Re: EEVDF and NUMA balancing

From: Julia Lawall
Date: Fri Jan 19 2024 - 06:34:08 EST




On Fri, 19 Jan 2024, Vincent Guittot wrote:

> On Thu, 18 Jan 2024 at 23:13, Julia Lawall <julia.lawall@xxxxxxxx> wrote:
> >
> >
> >
> > On Thu, 18 Jan 2024, Vincent Guittot wrote:
> >
> > > Hi Julia,
> > >
> > > Sorry for the delay. I have been involved on other perf regression
> > >
> > > On Fri, 5 Jan 2024 at 18:27, Julia Lawall <julia.lawall@xxxxxxxx> wrote:
> > > >
> > > >
> > > >
> > > > On Fri, 5 Jan 2024, Julia Lawall wrote:
> > > >
> > > > >
> > > > >
> > > > > On Fri, 5 Jan 2024, Vincent Guittot wrote:
> > > > >
> > > > > > On Fri, 5 Jan 2024 at 15:51, Julia Lawall <julia.lawall@xxxxxxxx> wrote:
> > > > > > >
> > > > > > > > Your system is calling the polling mode and not the default
> > > > > > > > cpuidle_idle_call() ? This could explain why I don't see such problem
> > > > > > > > on my system which doesn't have polling
> > > > > > > >
> > > > > > > > Are you forcing the use of polling mode ?

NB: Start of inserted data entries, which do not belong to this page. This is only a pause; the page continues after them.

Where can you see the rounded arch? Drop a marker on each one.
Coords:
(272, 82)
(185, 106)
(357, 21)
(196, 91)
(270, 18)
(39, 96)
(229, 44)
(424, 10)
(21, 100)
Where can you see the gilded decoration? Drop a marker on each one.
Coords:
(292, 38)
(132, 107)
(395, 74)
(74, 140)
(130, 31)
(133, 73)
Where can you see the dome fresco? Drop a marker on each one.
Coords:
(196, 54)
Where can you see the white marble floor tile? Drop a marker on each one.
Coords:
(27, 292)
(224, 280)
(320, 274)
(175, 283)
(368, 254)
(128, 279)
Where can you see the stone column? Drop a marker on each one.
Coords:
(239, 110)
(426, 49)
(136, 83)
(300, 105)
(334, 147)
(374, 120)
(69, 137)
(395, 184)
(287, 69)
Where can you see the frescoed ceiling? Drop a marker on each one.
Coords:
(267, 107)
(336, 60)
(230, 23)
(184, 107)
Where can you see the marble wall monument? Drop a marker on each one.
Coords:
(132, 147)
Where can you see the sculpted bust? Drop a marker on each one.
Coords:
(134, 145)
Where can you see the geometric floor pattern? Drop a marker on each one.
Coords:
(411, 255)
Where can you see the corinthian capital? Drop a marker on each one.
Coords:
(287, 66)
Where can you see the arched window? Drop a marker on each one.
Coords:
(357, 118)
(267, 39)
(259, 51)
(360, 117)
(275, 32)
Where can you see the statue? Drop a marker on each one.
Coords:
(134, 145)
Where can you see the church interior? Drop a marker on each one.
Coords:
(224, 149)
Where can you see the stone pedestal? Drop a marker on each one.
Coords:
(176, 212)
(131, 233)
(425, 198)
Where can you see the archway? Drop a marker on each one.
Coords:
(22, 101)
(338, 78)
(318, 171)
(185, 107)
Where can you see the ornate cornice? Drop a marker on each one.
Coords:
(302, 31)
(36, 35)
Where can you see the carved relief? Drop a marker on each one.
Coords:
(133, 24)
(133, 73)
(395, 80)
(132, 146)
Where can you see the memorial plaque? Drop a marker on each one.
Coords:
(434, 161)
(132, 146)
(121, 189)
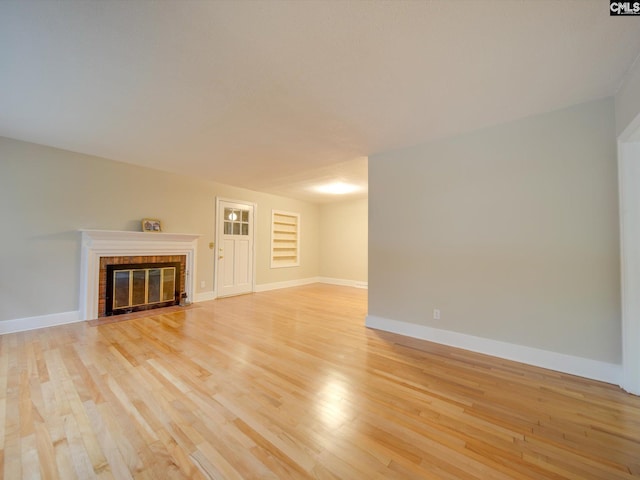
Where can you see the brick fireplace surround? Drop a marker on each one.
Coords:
(103, 247)
(122, 260)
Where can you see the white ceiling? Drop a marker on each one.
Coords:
(273, 96)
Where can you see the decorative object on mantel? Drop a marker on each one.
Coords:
(184, 300)
(151, 225)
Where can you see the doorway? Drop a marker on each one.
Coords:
(234, 252)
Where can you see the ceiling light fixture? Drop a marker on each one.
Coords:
(337, 188)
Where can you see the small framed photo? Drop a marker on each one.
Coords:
(151, 225)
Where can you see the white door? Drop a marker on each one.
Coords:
(234, 248)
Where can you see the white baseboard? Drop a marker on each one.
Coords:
(204, 296)
(265, 287)
(343, 282)
(41, 321)
(583, 367)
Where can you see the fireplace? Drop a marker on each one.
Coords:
(131, 251)
(141, 286)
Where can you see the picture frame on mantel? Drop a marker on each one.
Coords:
(152, 225)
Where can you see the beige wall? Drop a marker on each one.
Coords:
(343, 240)
(511, 231)
(47, 194)
(627, 99)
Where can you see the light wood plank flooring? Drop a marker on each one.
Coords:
(289, 384)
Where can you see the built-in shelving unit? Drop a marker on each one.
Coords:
(285, 239)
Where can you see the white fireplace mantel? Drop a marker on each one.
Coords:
(110, 243)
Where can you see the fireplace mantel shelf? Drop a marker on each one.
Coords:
(125, 235)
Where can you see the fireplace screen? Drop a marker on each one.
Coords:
(141, 286)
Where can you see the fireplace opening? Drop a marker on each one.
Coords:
(141, 286)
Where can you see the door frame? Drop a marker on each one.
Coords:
(218, 237)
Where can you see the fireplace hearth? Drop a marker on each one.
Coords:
(142, 286)
(106, 247)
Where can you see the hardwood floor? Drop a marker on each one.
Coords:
(289, 384)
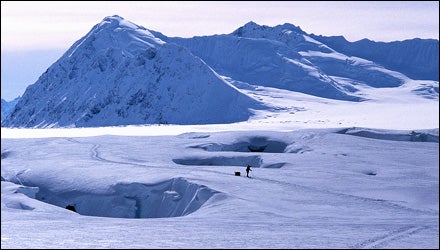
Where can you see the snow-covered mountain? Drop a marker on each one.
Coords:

> > > > > > > > If yes, could you check that this problem disappears without forcing
> > > > > > > > polling mode ?
> > > > > > >
> > > > > > > I expanded the code in do_idle to:
> > > > > > >
> > > > > > > if (cpu_idle_force_poll) { c1++;
> > > > > > > tick_nohz_idle_restart_tick();
> > > > > > > cpu_idle_poll();
> > > > > > > } else if (tick_check_broadcast_expired()) { c2++;
> > > > > > > tick_nohz_idle_restart_tick();
> > > > > > > cpu_idle_poll();
> > > > > > > } else { c3++;
> > > > > > > cpuidle_idle_call();
> > > > > > > }
> > > > > > >
> > > > > > > Later, I have:
> > > > > > >
> > > > > > > trace_printk("force poll: %d: c1: %d, c2: %d, c3: %d\n",cpu_idle_force_poll, c1, c2, c3);
> > > > > > > flush_smp_call_function_queue();
> > > > > > > schedule_idle();
> > > > > > >
> > > > > > > force poll, c1 and c2 are always 0, and c3 is always some non-zero value.

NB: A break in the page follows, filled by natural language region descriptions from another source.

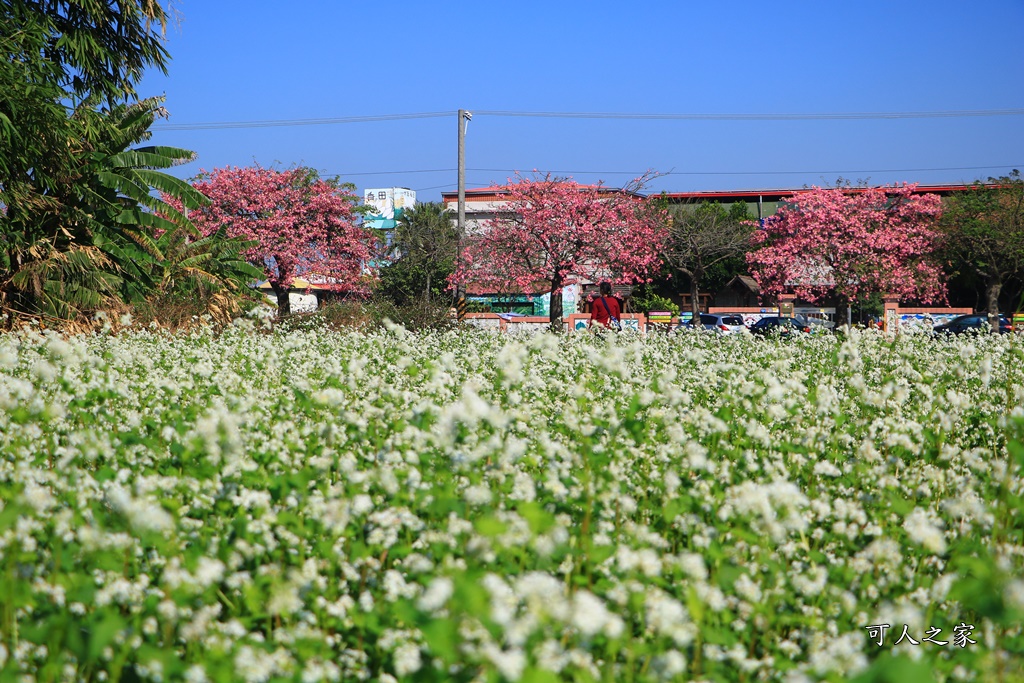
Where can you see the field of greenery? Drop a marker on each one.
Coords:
(323, 506)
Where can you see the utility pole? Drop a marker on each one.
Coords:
(464, 118)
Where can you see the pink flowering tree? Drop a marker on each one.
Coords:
(298, 223)
(552, 232)
(851, 243)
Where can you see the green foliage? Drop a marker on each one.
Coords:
(644, 299)
(422, 256)
(984, 230)
(456, 506)
(81, 227)
(707, 244)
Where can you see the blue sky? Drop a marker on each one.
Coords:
(261, 60)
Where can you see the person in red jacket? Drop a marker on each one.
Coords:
(606, 309)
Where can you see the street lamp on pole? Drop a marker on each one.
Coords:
(464, 119)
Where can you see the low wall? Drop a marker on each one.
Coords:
(505, 323)
(631, 322)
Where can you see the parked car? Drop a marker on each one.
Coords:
(730, 324)
(976, 323)
(779, 326)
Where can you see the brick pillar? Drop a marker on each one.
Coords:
(785, 304)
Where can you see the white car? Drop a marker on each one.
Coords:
(723, 324)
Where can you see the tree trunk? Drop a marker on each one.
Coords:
(555, 309)
(695, 297)
(993, 286)
(284, 302)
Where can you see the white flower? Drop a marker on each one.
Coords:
(436, 595)
(925, 529)
(407, 659)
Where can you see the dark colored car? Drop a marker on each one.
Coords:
(976, 323)
(778, 326)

> > > > > > > Sometimes small (often 1), and sometimes large (304 or 305).
> > > > > > >
> > > > > > > So I don't think it's calling cpu_idle_poll().
> > > > > >
> > > > > > I agree that something else
> > > > > >
> > > > > > >
> > > > > > > x86 has TIF_POLLING_NRFLAG defined to be a non zero value, which I think
> > > > > > > is sufficient to cause the issue.
> > > > > >
> > > > > > Could you trace trace_sched_wake_idle_without_ipi() ans csd traces as well ?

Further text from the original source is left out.